Hi dear Neo4j community,My thesis work requires filling a Neo4j server instance with at least 1M nodes(+ ~5 relationships per node) as quickly as possible. (I am using Neo4j server instead of embedded one as I need to communicate between servers running on different machines over HTTP)
First, I tried REST Api Batch Ops(via Neography) but I realized that it is not the way to go. Then I found out Max's blog post and now I am trying to use batch-importer. It works, but it takes too much time.

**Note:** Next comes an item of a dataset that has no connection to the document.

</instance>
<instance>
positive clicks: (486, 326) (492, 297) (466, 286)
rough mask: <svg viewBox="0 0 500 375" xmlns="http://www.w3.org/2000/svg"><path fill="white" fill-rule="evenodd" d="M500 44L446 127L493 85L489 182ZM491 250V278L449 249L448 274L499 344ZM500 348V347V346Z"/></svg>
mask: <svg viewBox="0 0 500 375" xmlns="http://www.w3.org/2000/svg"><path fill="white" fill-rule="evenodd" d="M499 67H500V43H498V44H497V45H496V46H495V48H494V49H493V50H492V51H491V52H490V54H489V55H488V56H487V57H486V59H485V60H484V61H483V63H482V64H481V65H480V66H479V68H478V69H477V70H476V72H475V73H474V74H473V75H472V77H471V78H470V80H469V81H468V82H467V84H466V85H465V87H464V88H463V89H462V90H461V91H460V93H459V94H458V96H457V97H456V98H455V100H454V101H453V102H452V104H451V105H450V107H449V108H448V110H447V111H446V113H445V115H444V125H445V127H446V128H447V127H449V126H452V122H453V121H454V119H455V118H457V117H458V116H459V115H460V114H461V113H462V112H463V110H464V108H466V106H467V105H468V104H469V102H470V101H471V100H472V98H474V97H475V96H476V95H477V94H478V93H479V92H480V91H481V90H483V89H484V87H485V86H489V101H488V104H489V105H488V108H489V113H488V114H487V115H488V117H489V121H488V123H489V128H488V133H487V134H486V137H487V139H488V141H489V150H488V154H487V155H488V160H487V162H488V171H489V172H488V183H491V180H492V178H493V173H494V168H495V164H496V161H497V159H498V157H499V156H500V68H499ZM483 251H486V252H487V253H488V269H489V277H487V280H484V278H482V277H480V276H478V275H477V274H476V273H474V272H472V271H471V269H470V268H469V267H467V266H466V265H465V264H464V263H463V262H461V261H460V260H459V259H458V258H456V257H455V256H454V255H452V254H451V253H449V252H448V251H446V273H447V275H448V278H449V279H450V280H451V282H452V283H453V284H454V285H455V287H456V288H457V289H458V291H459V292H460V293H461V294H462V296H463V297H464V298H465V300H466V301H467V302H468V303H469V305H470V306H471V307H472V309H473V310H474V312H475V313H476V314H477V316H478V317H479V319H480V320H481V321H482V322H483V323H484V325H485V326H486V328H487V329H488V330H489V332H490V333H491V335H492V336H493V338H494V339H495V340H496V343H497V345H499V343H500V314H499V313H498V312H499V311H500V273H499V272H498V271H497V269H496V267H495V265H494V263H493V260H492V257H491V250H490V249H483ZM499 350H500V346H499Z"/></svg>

As a comparison; it is written in the post that “Importing 7500000 Nodes took 17 seconds”, the same value for me is 8 times larger, 138 seconds. My testbed is an AWS Large instance with 7.5GB ram, 2virtual cores, Ubuntu 12.04, Oracle JDK 1.7(the instance is used just for testing batch-importer, so no any other application is running).

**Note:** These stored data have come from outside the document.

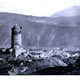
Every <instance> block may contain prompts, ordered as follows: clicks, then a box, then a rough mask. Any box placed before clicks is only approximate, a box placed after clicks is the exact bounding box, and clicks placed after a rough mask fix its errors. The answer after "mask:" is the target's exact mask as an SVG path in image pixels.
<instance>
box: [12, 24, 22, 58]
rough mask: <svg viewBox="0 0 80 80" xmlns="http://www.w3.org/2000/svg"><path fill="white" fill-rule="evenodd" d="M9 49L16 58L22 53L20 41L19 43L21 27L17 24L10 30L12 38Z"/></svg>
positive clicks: (20, 42)
mask: <svg viewBox="0 0 80 80" xmlns="http://www.w3.org/2000/svg"><path fill="white" fill-rule="evenodd" d="M11 39H12V40H11V48H12V49H13V53H14V54H15V56H16V57H17V56H18V55H20V54H21V52H22V51H23V47H22V41H21V27H20V26H18V25H17V24H16V25H15V26H14V27H13V28H12V37H11Z"/></svg>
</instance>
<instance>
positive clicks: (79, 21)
mask: <svg viewBox="0 0 80 80" xmlns="http://www.w3.org/2000/svg"><path fill="white" fill-rule="evenodd" d="M15 24H18V25H19V26H22V43H23V47H25V48H27V47H35V46H36V47H37V46H39V47H48V48H50V47H51V48H53V47H62V46H65V47H67V48H70V49H72V48H75V49H76V48H80V44H79V43H80V16H75V17H59V18H51V17H35V16H25V15H20V14H12V13H0V47H6V48H9V47H11V28H12V27H13V26H14V25H15Z"/></svg>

Batch importer ran about 5 hours before shutting it down. It was still putting dots and the last thing it printed out was “Importing 7500000 Nodes took 138 seconds” and something like "9.834.000ms for 10.000.000". Also. before shutting down size of the "db" directory were growing and "neostore.propertystore.db" were around 900MB and "neostore.relationshipstore.db" were around 400MB.

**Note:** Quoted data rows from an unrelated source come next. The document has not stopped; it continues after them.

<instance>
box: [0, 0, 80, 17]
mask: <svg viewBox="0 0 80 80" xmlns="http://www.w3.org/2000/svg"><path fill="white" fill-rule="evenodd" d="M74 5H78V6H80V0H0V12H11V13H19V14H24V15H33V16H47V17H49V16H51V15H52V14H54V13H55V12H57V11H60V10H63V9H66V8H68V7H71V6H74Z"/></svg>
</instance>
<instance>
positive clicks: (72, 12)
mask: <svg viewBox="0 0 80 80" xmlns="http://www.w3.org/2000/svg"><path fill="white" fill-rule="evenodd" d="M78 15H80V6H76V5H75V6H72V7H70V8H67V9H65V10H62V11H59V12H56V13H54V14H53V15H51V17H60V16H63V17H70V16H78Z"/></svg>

I used default settings for batch-importer as I cloned it from jexp/batch-import. I haven't changed anything and followed the steps given in the blog post as I just wanted to be sure that I am able to got it working :)
Does anyone has an idea what causes low performance? Or any suggestions about what should I tune or double check?
As a final note, when I changed the batch-importer code for creating 1M nodes with 2 relations per node everything finished in the blink of an eye.
volkan
--
--
--